The code and datasets of our paper "Controllable Preference Optimization: Toward Controllable Multi-Objective Alignment".
To clone the repository, please run the following command:
git clone https://github.com/OpenBMB/CPO.git --depth 1
If you use the code, please cite the following paper:
@article{guo2024controllable,
title={Controllable Preference Optimization: Toward Controllable Multi-Objective Alignment},
author={Guo, Yiju and Cui, Ganqu and Yuan, Lifan and Ding, Ning and Wang, Jiexin and Chen, Huimin and Sun, Bowen and Xie, Ruobing and Zhou, Jie and Lin, Yankai and others},
journal={arXiv preprint arXiv:2402.19085},
year={2024}
}
In this work, we propose a controllable preference optimization (CPO) algorithm, an approach that explicitly specifies preference scores for different objectives, thereby guiding the model to generate responses that meet the requirements. [paper].

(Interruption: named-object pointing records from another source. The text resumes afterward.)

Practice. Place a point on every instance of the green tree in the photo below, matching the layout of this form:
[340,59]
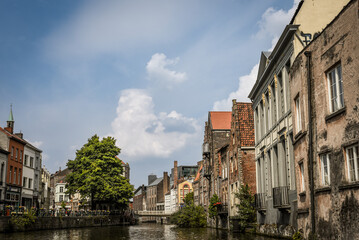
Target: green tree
[188,199]
[246,210]
[96,173]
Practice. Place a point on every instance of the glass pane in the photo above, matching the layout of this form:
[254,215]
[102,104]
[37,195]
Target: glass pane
[340,82]
[351,164]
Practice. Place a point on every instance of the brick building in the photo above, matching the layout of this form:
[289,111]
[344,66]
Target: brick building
[241,164]
[15,145]
[325,99]
[216,135]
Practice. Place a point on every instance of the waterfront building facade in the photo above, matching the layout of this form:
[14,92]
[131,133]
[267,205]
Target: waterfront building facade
[275,173]
[216,135]
[3,165]
[324,98]
[241,159]
[45,193]
[15,146]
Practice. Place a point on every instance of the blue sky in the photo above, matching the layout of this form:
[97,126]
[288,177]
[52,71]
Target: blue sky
[145,72]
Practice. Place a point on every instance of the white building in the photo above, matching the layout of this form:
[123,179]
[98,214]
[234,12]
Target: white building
[61,196]
[3,161]
[27,192]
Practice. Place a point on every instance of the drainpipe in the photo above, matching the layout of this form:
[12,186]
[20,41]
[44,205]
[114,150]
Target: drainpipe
[308,54]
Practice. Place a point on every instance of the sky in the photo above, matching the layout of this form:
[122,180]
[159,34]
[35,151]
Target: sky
[144,72]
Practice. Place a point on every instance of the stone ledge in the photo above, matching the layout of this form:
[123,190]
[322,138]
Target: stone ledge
[322,190]
[354,185]
[331,116]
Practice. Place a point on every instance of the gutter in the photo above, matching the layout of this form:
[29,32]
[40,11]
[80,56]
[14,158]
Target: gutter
[308,54]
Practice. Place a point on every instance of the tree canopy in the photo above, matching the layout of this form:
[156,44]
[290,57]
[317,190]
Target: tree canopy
[96,173]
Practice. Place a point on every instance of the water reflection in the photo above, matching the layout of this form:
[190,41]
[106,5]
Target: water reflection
[139,232]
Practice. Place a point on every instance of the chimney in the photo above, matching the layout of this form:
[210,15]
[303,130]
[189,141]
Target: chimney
[165,183]
[20,135]
[151,178]
[175,174]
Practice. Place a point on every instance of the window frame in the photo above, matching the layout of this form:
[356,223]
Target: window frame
[355,159]
[338,99]
[325,158]
[301,172]
[298,115]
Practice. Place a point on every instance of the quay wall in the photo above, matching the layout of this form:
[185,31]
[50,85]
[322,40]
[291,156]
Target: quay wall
[49,223]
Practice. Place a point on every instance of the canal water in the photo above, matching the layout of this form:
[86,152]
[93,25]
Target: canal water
[138,232]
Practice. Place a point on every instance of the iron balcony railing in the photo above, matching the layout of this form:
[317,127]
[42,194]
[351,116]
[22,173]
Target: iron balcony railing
[260,201]
[281,197]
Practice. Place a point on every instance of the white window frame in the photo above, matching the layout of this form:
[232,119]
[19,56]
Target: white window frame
[302,182]
[298,114]
[325,169]
[335,88]
[353,173]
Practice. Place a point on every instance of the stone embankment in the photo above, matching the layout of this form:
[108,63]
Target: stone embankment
[49,223]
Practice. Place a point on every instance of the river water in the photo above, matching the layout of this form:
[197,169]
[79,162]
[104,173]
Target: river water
[138,232]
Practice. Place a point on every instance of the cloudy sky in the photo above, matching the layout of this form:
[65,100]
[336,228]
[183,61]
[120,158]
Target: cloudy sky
[145,72]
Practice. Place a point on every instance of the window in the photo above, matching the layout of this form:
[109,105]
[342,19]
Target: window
[302,185]
[298,115]
[31,162]
[281,95]
[24,181]
[274,106]
[335,84]
[353,162]
[325,169]
[15,175]
[37,163]
[19,176]
[268,119]
[10,180]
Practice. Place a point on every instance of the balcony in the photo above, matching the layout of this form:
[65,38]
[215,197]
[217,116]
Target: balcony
[281,197]
[260,201]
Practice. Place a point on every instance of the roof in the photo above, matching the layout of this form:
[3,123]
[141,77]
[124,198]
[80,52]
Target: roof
[221,120]
[198,173]
[120,160]
[13,136]
[156,182]
[277,52]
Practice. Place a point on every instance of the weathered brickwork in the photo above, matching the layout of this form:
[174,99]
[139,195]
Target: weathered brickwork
[335,132]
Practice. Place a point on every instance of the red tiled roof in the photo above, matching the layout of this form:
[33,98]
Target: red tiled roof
[198,173]
[246,122]
[12,135]
[221,120]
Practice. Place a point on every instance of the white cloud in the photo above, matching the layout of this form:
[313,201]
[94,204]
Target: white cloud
[271,25]
[245,85]
[273,21]
[107,27]
[36,144]
[142,133]
[157,69]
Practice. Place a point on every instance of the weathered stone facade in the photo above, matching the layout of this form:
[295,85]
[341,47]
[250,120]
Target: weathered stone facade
[324,95]
[242,165]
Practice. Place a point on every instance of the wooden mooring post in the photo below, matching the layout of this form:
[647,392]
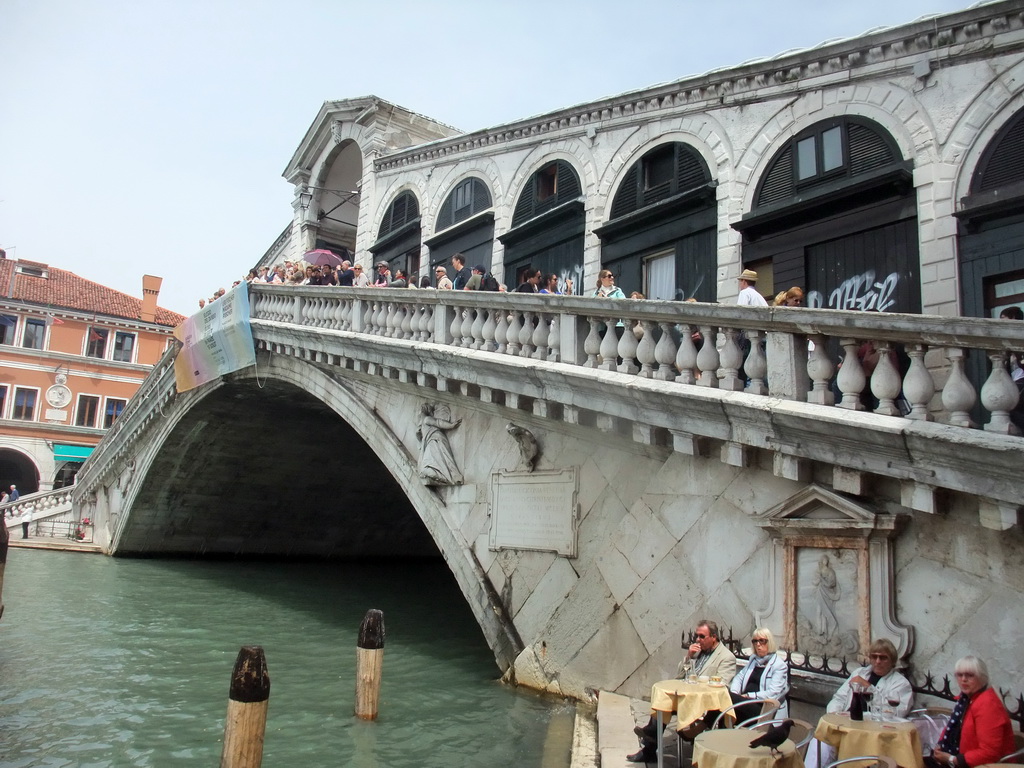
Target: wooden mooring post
[369,660]
[247,704]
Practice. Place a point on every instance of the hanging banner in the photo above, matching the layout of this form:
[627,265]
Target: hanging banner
[215,341]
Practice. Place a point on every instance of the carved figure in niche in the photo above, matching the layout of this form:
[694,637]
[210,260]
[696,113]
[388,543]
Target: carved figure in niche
[437,465]
[828,595]
[529,450]
[826,615]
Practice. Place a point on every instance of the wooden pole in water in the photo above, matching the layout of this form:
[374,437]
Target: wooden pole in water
[247,705]
[369,660]
[4,541]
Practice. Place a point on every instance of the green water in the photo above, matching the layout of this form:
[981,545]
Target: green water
[127,663]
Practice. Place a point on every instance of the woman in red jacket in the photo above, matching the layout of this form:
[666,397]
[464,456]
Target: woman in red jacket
[979,731]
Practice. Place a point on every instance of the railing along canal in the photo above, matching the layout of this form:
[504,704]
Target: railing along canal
[781,352]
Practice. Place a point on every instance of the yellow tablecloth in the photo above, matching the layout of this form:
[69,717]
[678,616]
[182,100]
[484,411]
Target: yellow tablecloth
[689,700]
[731,749]
[852,738]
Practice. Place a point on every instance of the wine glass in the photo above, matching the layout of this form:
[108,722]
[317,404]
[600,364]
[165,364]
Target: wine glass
[892,705]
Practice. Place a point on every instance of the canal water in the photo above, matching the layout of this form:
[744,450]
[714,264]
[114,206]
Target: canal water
[127,663]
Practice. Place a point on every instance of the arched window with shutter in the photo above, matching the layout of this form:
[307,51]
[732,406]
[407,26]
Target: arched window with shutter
[465,224]
[660,237]
[398,237]
[835,213]
[548,224]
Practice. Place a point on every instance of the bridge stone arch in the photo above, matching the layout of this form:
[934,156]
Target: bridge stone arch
[328,474]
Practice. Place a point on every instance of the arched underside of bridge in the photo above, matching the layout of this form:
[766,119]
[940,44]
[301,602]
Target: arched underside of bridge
[292,460]
[270,470]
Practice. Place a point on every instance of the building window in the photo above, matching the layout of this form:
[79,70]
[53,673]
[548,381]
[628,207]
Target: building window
[96,345]
[124,346]
[35,334]
[25,403]
[660,273]
[547,182]
[87,411]
[819,154]
[114,408]
[8,325]
[658,167]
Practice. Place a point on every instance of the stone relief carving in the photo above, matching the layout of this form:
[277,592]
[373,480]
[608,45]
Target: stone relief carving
[830,584]
[529,450]
[436,465]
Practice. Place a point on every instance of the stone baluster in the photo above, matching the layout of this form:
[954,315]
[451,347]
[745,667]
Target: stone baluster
[919,387]
[501,331]
[512,333]
[457,328]
[686,357]
[665,352]
[540,338]
[555,339]
[647,351]
[477,329]
[731,358]
[393,321]
[999,395]
[708,359]
[592,344]
[851,378]
[526,335]
[609,346]
[756,366]
[467,328]
[886,381]
[958,394]
[819,371]
[343,313]
[628,346]
[488,330]
[409,314]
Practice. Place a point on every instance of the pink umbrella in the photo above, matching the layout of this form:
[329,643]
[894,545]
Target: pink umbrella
[321,257]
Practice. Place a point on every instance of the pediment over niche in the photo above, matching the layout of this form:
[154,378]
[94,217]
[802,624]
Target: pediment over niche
[817,511]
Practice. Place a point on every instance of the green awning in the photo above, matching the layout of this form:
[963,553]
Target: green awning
[71,453]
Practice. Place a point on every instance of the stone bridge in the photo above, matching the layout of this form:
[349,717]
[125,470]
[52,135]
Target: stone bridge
[673,479]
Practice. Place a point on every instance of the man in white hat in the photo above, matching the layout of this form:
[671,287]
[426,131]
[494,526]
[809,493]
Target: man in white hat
[749,295]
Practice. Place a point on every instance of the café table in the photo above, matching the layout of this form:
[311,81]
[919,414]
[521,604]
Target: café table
[688,700]
[897,739]
[731,749]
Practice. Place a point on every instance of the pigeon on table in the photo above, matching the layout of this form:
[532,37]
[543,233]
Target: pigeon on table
[773,737]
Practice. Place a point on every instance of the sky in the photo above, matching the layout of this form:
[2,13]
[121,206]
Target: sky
[148,136]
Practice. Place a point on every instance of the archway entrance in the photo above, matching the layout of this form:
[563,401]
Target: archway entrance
[17,469]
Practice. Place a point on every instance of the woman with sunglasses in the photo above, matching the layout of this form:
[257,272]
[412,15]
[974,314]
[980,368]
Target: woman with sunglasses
[881,678]
[765,676]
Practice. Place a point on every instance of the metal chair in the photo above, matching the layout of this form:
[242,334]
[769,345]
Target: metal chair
[1017,754]
[801,732]
[866,761]
[768,708]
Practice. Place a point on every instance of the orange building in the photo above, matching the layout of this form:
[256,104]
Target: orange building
[72,354]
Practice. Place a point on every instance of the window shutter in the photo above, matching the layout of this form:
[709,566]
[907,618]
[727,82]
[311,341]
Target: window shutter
[867,148]
[626,199]
[777,183]
[1004,160]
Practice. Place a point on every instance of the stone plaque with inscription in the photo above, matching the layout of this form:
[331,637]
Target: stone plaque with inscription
[535,511]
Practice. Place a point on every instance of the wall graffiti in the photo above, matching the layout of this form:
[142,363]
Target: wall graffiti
[859,292]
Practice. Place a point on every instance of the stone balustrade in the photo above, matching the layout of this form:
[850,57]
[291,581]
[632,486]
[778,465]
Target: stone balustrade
[56,503]
[778,352]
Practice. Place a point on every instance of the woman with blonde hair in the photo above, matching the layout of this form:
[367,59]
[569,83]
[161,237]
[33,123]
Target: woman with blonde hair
[793,297]
[765,676]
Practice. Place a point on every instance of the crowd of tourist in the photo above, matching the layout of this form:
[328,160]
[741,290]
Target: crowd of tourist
[976,731]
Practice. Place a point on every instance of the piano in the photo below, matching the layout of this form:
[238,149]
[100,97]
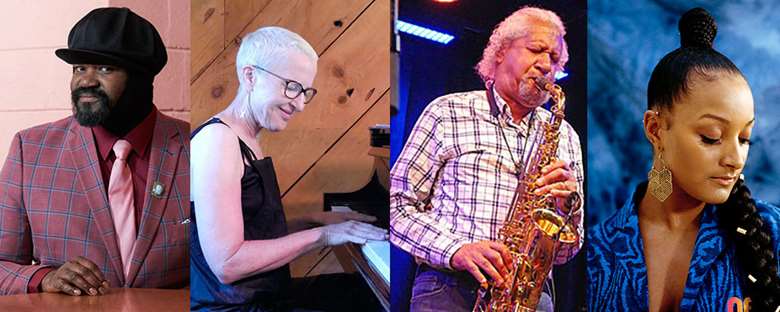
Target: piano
[371,260]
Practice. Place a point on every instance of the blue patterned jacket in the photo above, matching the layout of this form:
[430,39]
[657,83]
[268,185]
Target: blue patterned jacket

The model is implemented using PyTorch. The versions of packages used are shown below.
- numpy==1.24.3
- scikit-learn==1.3.2
- scipy==1.11.3
- torch==2.0.1
- tqdm==4.65.0
- transformers==4.38.2
- datasets==2.16.1
- deepspeed==0.13.2
- accelerate==0.27.0
- pstatsd==1.2.3
To set up the dependencies, you can run the following command:
pip install -r requirements_cpsft.txt
To set up the dependencies, you can run the following command:
pip install -r requirements_cdpo.txt
UltraSafety derives 1,000 seed instructions on safety from AdvBench and MaliciousInstruct and bootstraps another 2,000 instructions using Self-Instruct. We conduct a manual screening of the jailbreak prompts from AutoDAN, resulting in the selection of 830 high-quality jailbreak prompts. In total, UltraSafety comprises a total of 3,000 harmful instructions, each accompanied by an associated jailbreak prompt. Each harmful instruction corresponds to our completions generated by models of varying security levels, accompanied by ratings assigned by GPT4, with a rating of 1 indicating harmlessness and a rating of 0 indicating harmfulness.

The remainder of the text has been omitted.